Nice Girls Do by Sarah Duncan. Recommended reading

I’d never heard of this author or this book, but I saw it by the checkout at the library. It looked like a light read with some sex and romance, which it was.

The protagonist, Anna Carmichael, is a mousy academic type in contemporary England. When we meet her, she is recently divorced, in a bit of a rut, with no love interests in sight. Two interesting men appear rather quickly, and Anna goes though a journey of self-discovery that involves high living, cocaine, sex and a historic garden. This book isn’t a life-changer, but it was highly readable, with a character I cared enough about to hate sometimes, and root for all the time. Plus, it took me to a world of historic English gardens, and taught me some things I’d known nothing about previously.

The Lacuna by Barbara Kingsolver. Loved it loved it loved it!!!

Chances are, you know who Barbara Kingsolver is. I’ve been reading her books for years, though I must admit, I wasn’t a fan of The Poisonwood Bible, the one all the critics loved. The Lacuna, though, is one of the best books I’ve read in the past few years. Kingsolver has an enviable mastery of language and imagery. I annoyed whoever happened to be sitting near me by reading aloud particularly beautiful sentences—her writing is that good. Combine her talent with a Mexico City setting, Frida Kahlo and Diego Rivera as major characters, and a novelist protagonist, and you can’t be much more up my alley. I loved this book!!!!

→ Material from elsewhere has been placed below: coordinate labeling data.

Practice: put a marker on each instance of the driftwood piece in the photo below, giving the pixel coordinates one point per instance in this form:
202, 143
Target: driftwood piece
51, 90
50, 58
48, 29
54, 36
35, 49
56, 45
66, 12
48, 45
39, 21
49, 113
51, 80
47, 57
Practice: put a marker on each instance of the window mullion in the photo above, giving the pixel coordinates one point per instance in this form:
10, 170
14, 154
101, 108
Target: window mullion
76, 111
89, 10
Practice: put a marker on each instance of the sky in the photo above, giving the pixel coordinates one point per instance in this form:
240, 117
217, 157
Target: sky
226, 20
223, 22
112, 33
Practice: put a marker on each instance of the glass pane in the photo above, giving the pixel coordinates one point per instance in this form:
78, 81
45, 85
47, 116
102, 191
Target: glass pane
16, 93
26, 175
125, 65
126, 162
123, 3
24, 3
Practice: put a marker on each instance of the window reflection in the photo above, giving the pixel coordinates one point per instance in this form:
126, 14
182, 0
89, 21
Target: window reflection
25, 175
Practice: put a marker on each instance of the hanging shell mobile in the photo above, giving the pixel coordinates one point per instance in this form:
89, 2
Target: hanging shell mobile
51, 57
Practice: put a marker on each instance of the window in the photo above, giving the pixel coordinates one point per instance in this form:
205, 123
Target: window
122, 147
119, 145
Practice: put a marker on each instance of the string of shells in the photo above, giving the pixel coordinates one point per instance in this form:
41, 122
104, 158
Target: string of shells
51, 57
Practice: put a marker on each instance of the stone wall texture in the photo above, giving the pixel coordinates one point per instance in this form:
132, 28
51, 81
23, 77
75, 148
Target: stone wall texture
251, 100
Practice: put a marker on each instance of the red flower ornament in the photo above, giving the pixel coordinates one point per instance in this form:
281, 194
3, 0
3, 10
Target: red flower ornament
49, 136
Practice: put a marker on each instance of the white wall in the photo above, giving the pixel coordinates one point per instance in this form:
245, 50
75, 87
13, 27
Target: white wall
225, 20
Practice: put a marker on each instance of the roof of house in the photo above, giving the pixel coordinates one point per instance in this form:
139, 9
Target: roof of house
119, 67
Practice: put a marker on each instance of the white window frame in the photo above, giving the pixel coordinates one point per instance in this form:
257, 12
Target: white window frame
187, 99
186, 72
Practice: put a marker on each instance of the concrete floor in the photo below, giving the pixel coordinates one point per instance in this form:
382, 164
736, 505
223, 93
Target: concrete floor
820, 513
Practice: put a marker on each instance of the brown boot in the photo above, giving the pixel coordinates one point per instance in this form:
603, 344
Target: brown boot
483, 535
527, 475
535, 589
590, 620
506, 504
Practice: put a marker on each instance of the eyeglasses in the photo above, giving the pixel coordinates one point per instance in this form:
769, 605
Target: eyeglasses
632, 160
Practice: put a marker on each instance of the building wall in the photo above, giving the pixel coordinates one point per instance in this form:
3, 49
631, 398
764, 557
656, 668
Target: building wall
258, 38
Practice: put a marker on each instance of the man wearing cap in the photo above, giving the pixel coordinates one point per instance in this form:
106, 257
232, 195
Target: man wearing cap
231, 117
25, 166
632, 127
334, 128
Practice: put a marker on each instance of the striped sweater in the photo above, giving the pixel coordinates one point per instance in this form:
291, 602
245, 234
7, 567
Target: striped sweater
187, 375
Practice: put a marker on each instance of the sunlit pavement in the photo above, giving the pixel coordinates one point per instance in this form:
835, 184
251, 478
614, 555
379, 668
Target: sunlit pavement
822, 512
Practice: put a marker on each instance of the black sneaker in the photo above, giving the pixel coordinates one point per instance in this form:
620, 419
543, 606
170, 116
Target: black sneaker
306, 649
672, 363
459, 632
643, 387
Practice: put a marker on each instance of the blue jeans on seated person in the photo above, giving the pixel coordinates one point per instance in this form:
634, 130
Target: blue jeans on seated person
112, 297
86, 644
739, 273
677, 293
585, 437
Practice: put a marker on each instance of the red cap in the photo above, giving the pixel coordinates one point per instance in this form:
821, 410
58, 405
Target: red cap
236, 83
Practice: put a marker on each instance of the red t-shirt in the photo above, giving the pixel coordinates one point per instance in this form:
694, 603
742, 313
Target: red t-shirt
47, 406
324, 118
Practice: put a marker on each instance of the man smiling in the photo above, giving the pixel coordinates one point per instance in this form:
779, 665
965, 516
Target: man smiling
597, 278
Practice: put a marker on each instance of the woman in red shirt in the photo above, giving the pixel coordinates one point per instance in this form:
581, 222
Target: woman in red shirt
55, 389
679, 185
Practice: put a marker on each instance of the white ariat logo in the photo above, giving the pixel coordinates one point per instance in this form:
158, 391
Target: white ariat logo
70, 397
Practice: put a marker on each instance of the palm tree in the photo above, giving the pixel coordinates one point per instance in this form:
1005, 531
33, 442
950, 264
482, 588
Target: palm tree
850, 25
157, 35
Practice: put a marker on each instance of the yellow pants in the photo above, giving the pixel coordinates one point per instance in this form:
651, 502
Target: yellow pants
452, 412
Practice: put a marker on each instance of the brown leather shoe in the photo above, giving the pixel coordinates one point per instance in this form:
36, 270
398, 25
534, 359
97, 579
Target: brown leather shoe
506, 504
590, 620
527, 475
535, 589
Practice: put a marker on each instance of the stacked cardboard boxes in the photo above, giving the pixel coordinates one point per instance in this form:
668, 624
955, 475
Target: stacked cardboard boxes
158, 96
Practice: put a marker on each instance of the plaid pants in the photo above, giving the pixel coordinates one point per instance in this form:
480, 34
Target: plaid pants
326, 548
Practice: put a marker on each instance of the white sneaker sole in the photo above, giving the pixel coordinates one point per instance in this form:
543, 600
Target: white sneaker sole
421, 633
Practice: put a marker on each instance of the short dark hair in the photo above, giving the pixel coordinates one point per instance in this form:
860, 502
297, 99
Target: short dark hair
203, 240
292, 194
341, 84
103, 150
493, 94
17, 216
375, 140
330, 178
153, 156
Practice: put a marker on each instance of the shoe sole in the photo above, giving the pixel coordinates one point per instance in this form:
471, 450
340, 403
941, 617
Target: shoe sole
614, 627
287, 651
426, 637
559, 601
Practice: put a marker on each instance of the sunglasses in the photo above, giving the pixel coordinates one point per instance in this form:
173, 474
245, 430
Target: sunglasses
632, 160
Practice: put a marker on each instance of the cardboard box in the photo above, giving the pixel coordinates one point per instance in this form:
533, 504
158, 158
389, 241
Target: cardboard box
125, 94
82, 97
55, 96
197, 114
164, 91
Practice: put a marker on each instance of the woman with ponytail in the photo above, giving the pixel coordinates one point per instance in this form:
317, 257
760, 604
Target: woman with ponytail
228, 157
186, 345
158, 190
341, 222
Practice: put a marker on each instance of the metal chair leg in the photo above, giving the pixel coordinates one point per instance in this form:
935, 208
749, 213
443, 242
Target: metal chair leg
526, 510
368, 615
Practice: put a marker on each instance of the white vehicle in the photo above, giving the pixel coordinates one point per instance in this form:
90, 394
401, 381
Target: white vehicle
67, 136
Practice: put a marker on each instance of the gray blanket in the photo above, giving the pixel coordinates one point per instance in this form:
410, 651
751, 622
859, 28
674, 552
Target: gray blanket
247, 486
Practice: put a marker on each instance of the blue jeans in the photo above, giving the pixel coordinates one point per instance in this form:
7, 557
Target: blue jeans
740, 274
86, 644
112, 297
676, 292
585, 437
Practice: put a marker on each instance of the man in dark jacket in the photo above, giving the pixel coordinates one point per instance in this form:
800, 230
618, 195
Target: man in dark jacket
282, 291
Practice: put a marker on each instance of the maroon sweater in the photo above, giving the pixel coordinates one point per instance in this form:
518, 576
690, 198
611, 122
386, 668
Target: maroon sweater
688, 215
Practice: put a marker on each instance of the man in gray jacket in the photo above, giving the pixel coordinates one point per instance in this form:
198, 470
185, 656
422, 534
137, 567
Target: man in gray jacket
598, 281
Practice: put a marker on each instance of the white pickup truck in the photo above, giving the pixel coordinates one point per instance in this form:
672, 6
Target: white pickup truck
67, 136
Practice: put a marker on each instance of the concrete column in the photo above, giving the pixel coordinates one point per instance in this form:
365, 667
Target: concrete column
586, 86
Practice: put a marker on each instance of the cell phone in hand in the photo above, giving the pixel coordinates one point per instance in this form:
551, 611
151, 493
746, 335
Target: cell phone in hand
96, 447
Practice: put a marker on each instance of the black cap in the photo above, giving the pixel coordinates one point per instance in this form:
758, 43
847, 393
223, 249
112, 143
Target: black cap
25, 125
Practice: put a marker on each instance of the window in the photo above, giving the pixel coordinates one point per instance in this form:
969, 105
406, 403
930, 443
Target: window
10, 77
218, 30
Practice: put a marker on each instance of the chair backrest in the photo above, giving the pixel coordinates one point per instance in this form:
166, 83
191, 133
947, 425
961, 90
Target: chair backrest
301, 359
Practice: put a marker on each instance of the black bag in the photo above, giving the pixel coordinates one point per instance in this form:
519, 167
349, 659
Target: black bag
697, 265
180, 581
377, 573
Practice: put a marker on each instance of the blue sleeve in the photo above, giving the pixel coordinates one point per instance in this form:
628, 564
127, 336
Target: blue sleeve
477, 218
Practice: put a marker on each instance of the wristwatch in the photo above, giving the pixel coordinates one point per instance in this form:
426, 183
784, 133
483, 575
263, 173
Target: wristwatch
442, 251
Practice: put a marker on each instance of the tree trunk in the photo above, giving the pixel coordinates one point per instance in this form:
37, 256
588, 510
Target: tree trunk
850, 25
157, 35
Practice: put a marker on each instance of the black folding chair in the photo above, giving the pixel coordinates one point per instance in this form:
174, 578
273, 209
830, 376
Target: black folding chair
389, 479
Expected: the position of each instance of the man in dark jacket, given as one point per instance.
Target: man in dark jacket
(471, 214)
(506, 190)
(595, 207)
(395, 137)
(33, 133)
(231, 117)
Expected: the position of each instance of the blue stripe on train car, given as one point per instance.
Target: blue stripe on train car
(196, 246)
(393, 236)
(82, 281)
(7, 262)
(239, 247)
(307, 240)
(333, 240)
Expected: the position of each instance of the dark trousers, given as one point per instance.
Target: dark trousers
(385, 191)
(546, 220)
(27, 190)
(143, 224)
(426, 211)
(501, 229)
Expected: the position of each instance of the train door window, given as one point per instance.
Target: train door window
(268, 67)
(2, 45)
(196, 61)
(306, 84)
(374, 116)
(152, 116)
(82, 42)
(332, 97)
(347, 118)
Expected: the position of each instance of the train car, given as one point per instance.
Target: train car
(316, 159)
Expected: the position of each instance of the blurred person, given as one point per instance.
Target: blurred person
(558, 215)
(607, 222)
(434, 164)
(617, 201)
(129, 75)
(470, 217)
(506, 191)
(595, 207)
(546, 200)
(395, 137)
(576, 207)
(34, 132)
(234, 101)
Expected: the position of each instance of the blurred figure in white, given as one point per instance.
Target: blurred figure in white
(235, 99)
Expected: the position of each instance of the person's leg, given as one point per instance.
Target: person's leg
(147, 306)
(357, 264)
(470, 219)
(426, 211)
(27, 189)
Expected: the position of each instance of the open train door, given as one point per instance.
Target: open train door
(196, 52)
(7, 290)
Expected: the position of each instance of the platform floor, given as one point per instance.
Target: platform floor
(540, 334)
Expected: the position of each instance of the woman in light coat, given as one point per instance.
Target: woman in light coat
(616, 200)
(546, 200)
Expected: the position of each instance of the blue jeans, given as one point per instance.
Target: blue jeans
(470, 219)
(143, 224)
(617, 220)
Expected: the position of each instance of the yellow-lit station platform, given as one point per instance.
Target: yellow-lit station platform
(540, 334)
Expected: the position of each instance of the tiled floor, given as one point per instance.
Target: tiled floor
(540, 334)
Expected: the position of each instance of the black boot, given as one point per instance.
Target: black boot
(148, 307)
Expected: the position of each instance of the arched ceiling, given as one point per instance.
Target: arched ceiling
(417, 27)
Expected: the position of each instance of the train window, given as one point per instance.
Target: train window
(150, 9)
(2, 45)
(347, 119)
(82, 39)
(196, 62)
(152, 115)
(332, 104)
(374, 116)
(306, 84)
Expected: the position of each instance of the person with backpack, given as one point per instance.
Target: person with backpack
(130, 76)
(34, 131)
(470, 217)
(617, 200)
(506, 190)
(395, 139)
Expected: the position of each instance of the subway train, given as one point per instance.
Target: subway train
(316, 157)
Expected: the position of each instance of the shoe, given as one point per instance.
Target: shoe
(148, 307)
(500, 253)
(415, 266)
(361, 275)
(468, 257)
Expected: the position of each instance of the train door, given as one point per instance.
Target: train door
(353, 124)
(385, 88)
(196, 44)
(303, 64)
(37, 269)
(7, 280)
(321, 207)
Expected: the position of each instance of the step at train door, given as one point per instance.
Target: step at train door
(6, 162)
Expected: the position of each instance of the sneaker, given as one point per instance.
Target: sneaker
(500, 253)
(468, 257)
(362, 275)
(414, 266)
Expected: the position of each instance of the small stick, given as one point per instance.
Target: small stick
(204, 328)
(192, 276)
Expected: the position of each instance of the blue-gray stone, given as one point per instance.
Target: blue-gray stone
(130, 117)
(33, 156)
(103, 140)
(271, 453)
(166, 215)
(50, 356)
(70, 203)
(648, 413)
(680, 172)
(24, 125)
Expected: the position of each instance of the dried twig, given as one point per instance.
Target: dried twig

Open by Andre Agassi. Highly recommended reading

I include this so you know I do read non-fiction occasionally, and because I loved this book too. I am an ardent tennis fan and a lifelong Agassi fan, so I was predisposed to like this book. The story is compelling, but what surprised me most was that it is beautifully written and searingly honest. This book also made me cry. It’s a damn good story about a little orphan who finds love and redemption. It’s funny, inspiring and fascinating to see what life is like behind the curtain of fame, success and money. Though Andre and I may not have much in common on the surface, we both suffer from perfectionism, and I really enjoyed following his journey as he identified about his demons and eventually learned to get out of his own way.

Happy reading! And please pass along any book recommendations you have. I'm always looking for a great read.